Gupta Ajay Kumar, Gupta Mona
Centre for Cell Engineering, Institute of Biomedical and Life Sciences, Joseph Black Building, University of Glasgow, Glasgow G12 8QQ, Scotland, UK.
Biomaterials. 2005 May;26(13):1565-73. doi: 10.1016/j.biomaterials.2004.05.022.
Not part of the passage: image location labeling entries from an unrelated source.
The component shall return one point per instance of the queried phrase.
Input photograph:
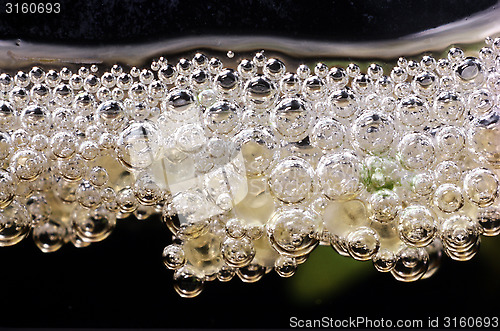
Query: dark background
(121, 282)
(125, 21)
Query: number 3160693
(33, 8)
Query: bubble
(339, 175)
(226, 273)
(443, 67)
(385, 205)
(73, 168)
(111, 113)
(303, 71)
(65, 189)
(489, 219)
(379, 173)
(484, 135)
(291, 180)
(290, 84)
(137, 145)
(411, 264)
(435, 252)
(274, 69)
(204, 252)
(291, 119)
(362, 84)
(285, 266)
(188, 283)
(416, 151)
(7, 115)
(384, 260)
(227, 83)
(14, 224)
(28, 164)
(448, 198)
(222, 117)
(179, 105)
(343, 103)
(425, 84)
(290, 231)
(260, 92)
(235, 228)
(251, 273)
(413, 111)
(399, 75)
(413, 68)
(93, 225)
(35, 118)
(88, 195)
(459, 234)
(257, 148)
(50, 235)
(469, 73)
(126, 200)
(449, 107)
(37, 75)
(5, 145)
(423, 184)
(417, 226)
(327, 134)
(480, 102)
(238, 252)
(373, 132)
(174, 256)
(481, 186)
(384, 85)
(19, 98)
(447, 172)
(313, 88)
(147, 190)
(337, 78)
(450, 140)
(363, 243)
(214, 65)
(190, 138)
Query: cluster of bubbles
(251, 168)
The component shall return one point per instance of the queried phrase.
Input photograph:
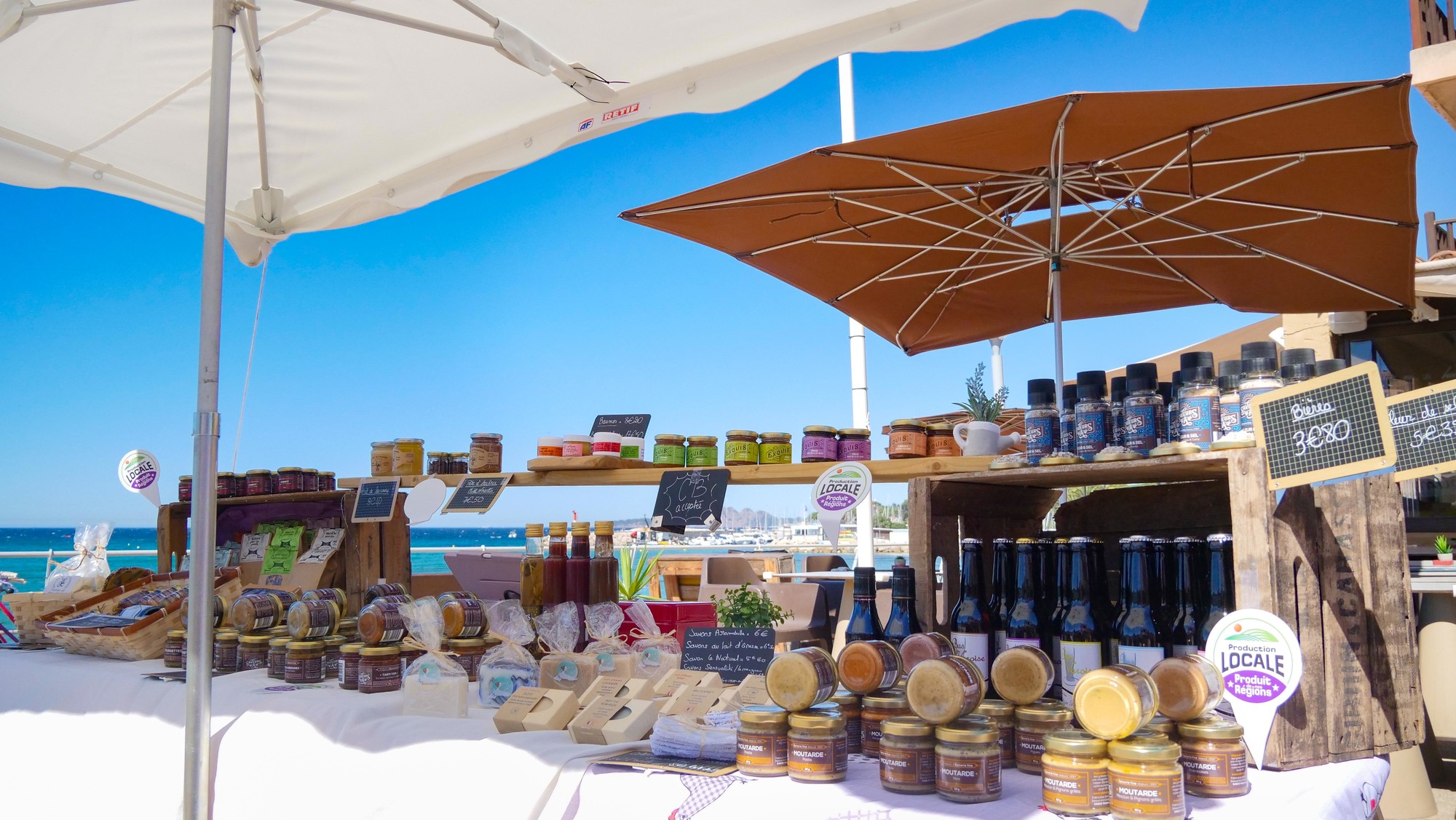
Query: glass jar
(1033, 722)
(819, 444)
(969, 761)
(908, 438)
(764, 742)
(1145, 780)
(703, 451)
(1074, 774)
(854, 444)
(1214, 760)
(874, 710)
(908, 757)
(819, 751)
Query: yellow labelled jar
(819, 751)
(764, 742)
(777, 448)
(944, 690)
(1074, 774)
(1115, 701)
(908, 757)
(1145, 780)
(1033, 723)
(1021, 675)
(968, 761)
(740, 448)
(802, 678)
(866, 666)
(1189, 687)
(1214, 760)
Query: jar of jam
(819, 444)
(908, 757)
(740, 448)
(669, 450)
(909, 438)
(775, 448)
(764, 742)
(854, 444)
(819, 751)
(968, 761)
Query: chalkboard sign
(689, 498)
(732, 652)
(625, 426)
(1324, 429)
(1425, 426)
(375, 501)
(477, 495)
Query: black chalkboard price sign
(477, 495)
(687, 498)
(1330, 428)
(732, 652)
(1425, 426)
(375, 501)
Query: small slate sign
(477, 495)
(733, 652)
(1329, 428)
(689, 498)
(375, 501)
(634, 426)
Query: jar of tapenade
(764, 742)
(381, 669)
(968, 761)
(1145, 780)
(819, 444)
(874, 710)
(1033, 722)
(908, 438)
(854, 444)
(740, 448)
(819, 751)
(1074, 774)
(1214, 758)
(908, 757)
(669, 450)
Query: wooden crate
(372, 552)
(1329, 560)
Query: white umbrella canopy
(340, 118)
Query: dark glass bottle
(1083, 633)
(970, 621)
(864, 620)
(1139, 640)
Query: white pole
(197, 781)
(858, 374)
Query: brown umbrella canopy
(1278, 199)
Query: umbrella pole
(197, 781)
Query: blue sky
(526, 307)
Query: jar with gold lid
(1074, 774)
(969, 761)
(764, 742)
(1214, 760)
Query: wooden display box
(1329, 560)
(372, 552)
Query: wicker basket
(139, 642)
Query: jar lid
(970, 729)
(1074, 742)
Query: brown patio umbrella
(1279, 199)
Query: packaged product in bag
(509, 666)
(659, 655)
(564, 668)
(435, 684)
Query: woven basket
(138, 642)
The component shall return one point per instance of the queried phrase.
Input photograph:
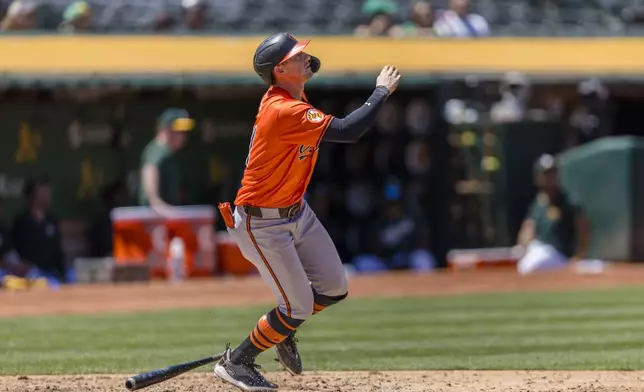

The aim of this study was to modify the surfaces of superparamagnetic iron oxide nanoparticles (SPION) with pullulan in order to reduce the cytotoxicity and enhance the cellular uptake of the nanoparticles. In this study, we have prepared and characterised the pullulan coated superparamagnetic iron oxide nanoparticles (Pn-SPION) of size around 40-45 nm with magnetite inner core and hydrophilic outer shell of pullulan. We have investigated the effect of cellular uptake of uncoated and Pn-SPION on cell adhesion/viability, cytotoxicity, morphology and cytoskeleton organisation of human fibroblasts. Cell cytotoxicity/adhesion studies of SPIONs on human dermal fibroblasts showed that the particles are toxic and their internalisation resulted in disruption of cytoskeleton organisation of cells. On the other hand, Pn-SPIONs were found to be non-toxic and induced changes in cytoskeleton organisation different from that observed with SPION. Transmission electron microscopy results indicated that the SPION and Pn-SPION were internalised into cells via different mechanisms, thereby suggesting that the particle endocytosis behaviour is dependent on the surface characteristics of the nanoparticles.
本研究的目的是用支链淀粉修饰超顺磁性氧化铁纳米颗粒(SPION)的表面,以降低细胞毒性并增强纳米颗粒的细胞摄取。在本研究中,我们制备并表征了支链淀粉包被的超顺磁性氧化铁纳米颗粒(Pn-SPION),其尺寸约为40-45nm,内核为磁铁矿,外壳为亲水性的支链淀粉。我们研究了未包被的和Pn-SPION的细胞摄取对人成纤维细胞的细胞黏附/活力、细胞毒性、形态和细胞骨架组织的影响。SPION对人皮肤成纤维细胞的细胞毒性/黏附研究表明,这些颗粒具有毒性,其内化导致细胞骨架组织的破坏。另一方面,发现Pn-SPION无毒,且诱导的细胞骨架组织变化与SPION观察到的不同。透射电子显微镜结果表明,SPION和Pn-SPION通过不同机制内化到细胞中,从而表明颗粒的内吞行为取决于纳米颗粒的表面特性。